Well, not literally, but Michael Reynolds has managed to take the Earthship concept and it's stories to the masses, and with the help of a little Facebook and a bit of web blasting, people are thinking this way more and more. If you don't know, here is the Story you've been missing:
Separating aluminum, paper and plastic trash for recycling is the kind of green most people are familiar with.In the Greater World Earthship Community, everything from the rooftop rainwater catching system to the indoor vegetable garden to the passive solar architecture is of the extreme shade of eco-consciousness.
Located about 15 miles from Taos, N.M., the nation's first subdivision of Earthships - homes made of dirt-rammed tires, discarded glass bottles and thick adobe - rises out of the desert like a mirage.

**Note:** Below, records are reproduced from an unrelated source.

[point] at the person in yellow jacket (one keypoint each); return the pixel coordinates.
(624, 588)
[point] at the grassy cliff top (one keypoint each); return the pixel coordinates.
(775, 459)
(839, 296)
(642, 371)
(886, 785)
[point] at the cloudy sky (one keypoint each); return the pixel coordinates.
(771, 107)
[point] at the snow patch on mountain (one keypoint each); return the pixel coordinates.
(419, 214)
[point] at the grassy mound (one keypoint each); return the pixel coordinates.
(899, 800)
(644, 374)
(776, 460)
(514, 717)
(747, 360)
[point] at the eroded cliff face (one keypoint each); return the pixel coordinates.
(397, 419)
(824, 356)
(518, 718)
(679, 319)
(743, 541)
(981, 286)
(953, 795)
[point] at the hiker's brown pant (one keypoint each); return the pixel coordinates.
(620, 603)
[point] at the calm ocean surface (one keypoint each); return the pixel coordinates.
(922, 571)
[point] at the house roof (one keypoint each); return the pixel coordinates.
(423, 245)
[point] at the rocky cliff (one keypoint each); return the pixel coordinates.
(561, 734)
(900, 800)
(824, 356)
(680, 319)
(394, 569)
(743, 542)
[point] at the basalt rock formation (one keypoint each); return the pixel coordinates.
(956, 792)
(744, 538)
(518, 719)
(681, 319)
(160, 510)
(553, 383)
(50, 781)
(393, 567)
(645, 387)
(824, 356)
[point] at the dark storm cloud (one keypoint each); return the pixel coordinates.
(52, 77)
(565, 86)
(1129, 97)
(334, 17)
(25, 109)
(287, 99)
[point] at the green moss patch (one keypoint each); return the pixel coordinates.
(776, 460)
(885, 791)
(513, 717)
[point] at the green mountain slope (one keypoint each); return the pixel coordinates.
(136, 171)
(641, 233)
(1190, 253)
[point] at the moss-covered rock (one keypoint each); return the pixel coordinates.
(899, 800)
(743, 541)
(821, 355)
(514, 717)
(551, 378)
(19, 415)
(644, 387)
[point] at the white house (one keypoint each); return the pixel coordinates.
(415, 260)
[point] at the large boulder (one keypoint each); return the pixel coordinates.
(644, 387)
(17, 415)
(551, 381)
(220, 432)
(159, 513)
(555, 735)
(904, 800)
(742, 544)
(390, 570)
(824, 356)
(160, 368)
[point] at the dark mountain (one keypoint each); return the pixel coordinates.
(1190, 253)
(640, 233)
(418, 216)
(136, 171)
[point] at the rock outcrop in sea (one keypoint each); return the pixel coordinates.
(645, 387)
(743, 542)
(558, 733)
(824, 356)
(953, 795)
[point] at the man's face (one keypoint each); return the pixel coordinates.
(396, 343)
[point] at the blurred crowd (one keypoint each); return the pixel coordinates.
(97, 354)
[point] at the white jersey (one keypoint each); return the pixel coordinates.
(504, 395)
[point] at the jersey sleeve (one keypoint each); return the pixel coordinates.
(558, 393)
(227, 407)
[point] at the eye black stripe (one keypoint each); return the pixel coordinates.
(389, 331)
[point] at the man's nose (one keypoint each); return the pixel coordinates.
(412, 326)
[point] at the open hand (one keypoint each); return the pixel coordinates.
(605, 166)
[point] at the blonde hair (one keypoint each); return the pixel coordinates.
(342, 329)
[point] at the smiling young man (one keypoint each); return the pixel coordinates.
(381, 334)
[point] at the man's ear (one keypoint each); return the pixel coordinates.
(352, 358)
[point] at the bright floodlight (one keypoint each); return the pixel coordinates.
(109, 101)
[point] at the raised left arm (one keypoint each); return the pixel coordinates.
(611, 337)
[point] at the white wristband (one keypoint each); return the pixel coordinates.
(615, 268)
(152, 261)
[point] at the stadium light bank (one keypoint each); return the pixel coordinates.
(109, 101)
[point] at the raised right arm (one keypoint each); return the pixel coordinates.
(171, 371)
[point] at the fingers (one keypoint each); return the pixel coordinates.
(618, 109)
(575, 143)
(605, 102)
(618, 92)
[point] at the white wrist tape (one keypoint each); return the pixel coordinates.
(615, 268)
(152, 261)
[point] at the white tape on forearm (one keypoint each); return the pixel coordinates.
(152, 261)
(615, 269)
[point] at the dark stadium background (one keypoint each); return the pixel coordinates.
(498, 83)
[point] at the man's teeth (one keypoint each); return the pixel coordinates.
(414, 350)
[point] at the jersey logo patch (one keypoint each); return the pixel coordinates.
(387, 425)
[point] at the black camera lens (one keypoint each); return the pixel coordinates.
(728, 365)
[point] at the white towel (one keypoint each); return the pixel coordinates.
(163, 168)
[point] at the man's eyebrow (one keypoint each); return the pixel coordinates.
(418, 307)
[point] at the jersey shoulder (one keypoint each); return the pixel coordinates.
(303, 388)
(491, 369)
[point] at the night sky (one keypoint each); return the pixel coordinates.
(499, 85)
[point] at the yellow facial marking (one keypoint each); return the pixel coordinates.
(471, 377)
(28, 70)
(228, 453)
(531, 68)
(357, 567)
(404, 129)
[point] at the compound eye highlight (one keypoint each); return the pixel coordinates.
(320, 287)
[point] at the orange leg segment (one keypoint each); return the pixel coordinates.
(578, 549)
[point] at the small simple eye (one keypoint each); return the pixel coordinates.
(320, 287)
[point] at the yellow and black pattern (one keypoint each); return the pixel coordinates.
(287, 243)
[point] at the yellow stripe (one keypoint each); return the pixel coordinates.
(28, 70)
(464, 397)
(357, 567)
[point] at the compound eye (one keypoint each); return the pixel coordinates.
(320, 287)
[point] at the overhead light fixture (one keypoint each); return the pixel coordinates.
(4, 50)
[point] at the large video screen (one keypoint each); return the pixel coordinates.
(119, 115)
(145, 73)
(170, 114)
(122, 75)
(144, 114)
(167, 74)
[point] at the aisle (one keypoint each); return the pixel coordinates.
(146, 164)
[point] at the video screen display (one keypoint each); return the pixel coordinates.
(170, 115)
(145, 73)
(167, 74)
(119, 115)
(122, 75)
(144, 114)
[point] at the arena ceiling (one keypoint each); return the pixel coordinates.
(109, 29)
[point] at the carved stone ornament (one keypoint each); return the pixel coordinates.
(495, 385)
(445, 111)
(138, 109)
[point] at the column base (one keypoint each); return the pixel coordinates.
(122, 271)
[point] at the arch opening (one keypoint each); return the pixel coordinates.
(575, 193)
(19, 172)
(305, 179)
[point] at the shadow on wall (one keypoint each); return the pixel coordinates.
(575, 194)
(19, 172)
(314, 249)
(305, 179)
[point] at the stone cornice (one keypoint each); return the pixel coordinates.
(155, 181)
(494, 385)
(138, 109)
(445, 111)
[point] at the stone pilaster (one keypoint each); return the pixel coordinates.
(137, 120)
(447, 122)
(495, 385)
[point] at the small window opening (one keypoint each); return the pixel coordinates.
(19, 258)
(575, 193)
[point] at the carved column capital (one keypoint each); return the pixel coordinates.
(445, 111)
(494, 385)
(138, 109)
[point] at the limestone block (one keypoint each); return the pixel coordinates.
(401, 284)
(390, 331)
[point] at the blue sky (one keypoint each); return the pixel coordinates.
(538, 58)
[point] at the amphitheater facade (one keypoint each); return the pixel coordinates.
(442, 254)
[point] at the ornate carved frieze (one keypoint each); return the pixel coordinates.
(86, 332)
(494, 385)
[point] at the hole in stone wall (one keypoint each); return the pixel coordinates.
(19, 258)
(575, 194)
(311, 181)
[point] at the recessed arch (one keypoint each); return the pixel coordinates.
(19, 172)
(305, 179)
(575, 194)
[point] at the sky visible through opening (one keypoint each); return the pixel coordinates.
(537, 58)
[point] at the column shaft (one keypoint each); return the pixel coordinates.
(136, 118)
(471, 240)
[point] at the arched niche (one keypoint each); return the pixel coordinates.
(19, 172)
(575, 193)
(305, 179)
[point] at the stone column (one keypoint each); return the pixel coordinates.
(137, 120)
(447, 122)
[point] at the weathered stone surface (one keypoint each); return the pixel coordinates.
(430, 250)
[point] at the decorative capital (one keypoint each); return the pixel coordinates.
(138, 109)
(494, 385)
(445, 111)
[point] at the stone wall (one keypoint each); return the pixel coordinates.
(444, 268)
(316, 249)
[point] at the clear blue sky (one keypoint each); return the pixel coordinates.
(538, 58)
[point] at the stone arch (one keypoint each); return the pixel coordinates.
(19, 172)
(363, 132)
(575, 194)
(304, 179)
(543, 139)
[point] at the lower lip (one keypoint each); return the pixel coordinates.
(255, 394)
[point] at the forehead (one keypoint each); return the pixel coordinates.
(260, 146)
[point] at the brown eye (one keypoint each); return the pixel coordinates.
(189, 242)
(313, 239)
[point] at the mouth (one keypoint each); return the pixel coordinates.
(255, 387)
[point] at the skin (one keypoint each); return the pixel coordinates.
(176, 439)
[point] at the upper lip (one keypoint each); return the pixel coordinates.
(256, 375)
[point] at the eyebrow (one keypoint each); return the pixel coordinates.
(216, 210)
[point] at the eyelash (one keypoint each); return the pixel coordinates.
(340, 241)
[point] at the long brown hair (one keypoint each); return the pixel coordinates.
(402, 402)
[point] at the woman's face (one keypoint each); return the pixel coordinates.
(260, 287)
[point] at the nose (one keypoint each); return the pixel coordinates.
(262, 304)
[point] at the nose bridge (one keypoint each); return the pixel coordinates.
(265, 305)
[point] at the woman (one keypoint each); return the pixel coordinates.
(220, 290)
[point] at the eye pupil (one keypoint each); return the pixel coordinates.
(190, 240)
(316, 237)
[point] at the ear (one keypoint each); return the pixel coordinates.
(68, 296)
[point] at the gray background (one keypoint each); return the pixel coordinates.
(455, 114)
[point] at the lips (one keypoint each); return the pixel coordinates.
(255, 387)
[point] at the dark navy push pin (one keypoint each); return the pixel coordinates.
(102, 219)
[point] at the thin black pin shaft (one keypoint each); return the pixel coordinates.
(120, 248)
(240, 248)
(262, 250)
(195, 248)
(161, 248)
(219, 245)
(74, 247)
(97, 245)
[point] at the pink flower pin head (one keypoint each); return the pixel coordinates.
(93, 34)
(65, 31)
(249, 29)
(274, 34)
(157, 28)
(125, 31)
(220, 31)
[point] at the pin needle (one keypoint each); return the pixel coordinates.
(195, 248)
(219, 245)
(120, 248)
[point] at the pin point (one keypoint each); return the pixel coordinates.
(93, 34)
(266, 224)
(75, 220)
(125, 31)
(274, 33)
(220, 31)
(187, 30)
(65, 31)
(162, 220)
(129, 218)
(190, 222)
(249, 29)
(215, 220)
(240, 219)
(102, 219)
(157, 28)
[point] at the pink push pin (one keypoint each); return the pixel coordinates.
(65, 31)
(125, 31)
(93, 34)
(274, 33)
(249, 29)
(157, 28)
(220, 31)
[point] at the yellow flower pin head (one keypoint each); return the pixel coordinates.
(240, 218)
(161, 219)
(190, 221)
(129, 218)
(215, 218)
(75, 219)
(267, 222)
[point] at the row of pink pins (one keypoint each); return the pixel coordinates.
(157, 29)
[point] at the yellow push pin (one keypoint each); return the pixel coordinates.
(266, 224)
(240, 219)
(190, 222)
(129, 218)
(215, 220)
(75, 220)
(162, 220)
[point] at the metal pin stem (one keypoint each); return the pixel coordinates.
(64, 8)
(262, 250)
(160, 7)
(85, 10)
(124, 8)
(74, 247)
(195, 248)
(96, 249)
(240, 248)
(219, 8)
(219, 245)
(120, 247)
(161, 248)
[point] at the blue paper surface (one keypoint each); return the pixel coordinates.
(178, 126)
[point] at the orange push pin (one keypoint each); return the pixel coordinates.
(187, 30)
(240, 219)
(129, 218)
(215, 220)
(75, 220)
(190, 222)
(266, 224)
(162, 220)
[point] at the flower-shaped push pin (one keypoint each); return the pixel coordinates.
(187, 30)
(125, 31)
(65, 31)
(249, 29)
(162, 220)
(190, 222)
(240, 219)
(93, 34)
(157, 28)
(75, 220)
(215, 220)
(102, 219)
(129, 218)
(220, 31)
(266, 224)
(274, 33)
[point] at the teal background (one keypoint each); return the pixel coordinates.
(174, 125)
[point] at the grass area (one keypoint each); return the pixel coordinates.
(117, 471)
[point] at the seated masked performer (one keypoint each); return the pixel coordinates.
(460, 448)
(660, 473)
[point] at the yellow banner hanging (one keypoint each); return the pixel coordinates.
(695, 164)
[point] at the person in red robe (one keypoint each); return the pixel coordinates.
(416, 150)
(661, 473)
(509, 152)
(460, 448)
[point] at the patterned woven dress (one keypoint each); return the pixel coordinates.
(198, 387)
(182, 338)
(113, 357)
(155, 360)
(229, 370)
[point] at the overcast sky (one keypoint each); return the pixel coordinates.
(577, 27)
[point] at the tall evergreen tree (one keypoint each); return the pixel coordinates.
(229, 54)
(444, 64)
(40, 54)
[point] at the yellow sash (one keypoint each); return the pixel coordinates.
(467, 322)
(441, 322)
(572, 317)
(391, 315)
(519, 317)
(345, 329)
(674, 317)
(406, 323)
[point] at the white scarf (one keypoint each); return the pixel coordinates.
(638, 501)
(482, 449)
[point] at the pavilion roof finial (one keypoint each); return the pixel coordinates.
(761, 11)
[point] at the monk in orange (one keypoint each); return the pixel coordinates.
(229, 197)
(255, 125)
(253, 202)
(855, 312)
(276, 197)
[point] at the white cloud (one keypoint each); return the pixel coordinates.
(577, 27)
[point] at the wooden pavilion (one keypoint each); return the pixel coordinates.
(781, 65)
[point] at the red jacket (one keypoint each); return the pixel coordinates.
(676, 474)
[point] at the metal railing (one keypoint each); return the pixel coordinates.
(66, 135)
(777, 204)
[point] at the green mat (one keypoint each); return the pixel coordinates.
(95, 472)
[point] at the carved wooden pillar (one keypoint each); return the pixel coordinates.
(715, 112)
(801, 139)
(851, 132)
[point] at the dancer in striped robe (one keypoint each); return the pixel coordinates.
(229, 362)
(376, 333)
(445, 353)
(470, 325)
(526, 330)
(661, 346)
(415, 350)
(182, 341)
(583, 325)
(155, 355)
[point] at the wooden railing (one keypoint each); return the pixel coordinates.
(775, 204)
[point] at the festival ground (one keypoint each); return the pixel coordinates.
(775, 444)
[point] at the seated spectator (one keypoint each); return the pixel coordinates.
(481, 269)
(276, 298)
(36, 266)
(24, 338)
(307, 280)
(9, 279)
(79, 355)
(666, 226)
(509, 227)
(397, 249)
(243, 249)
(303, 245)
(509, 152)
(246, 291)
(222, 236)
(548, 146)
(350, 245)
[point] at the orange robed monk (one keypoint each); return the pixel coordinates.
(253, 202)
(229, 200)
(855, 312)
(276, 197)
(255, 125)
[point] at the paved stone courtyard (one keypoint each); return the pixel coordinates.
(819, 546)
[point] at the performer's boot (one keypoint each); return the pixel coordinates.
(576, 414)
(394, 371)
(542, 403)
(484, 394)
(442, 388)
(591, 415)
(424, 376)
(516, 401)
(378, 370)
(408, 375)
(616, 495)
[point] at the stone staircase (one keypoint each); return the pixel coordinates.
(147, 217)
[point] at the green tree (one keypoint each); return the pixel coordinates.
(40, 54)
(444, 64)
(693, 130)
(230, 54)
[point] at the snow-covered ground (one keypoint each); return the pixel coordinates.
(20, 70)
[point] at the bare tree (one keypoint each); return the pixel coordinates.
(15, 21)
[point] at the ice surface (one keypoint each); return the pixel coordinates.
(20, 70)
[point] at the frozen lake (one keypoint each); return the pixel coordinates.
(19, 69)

But this is no fleeting illusion. Earthship Biotecture, which is the company behind the Earthship, is steadily marching toward its goal of changing the world with radical yet efficient designs that enable people to not only build houses out of what many consider garbage, but also live off the electrical grid - all in an oasis of comfort.
Harmony in housing
"It's everything people want, as far as amenities, without the constant bills. It's freeing. It's like the true American dream," says Griffin Davis.
For the past year, Davis has been studying building techniques as an intern at Earthship Biotecture, which is part of the Greater World Earthship Community, a subdivision founded in 1994 by New Mexico-resident Michael Reynolds. He's considered the guru of taking the Earthship model beyond the norm of using recycled and natural materials in construction to complete lifestyle sustainability.
"I've been fascinated with the idea," said Rob Lamborn, a Fort Carson soldier who recently stopped by Earthship Biotecture's visitors' center near Taos. "It's a miraculous concept: Out of waste materials you can easily provide your own shelter, power, water and food supply.
"It's also visually stunning, being in harmony with the natural environment in a self-sustaining building with no grid infrastructure."
The visitors' center, which attracts as many as 100 people a day from around the nation, is a working model. The company also offers training for anyone interested in learning how to build an Earthship. And it supplies teams that do "humanitarian builds" of Earthships for people in struggling countries such as Haiti and Malawi, and others in need, including Hurricane Katrina victims.
"It's not the answer to all our problems, but I feel like it's a means to getting there," Davis said. "You can throw in words like 'sustainable' and 'green,' but what it really is, is logical. It just makes sense."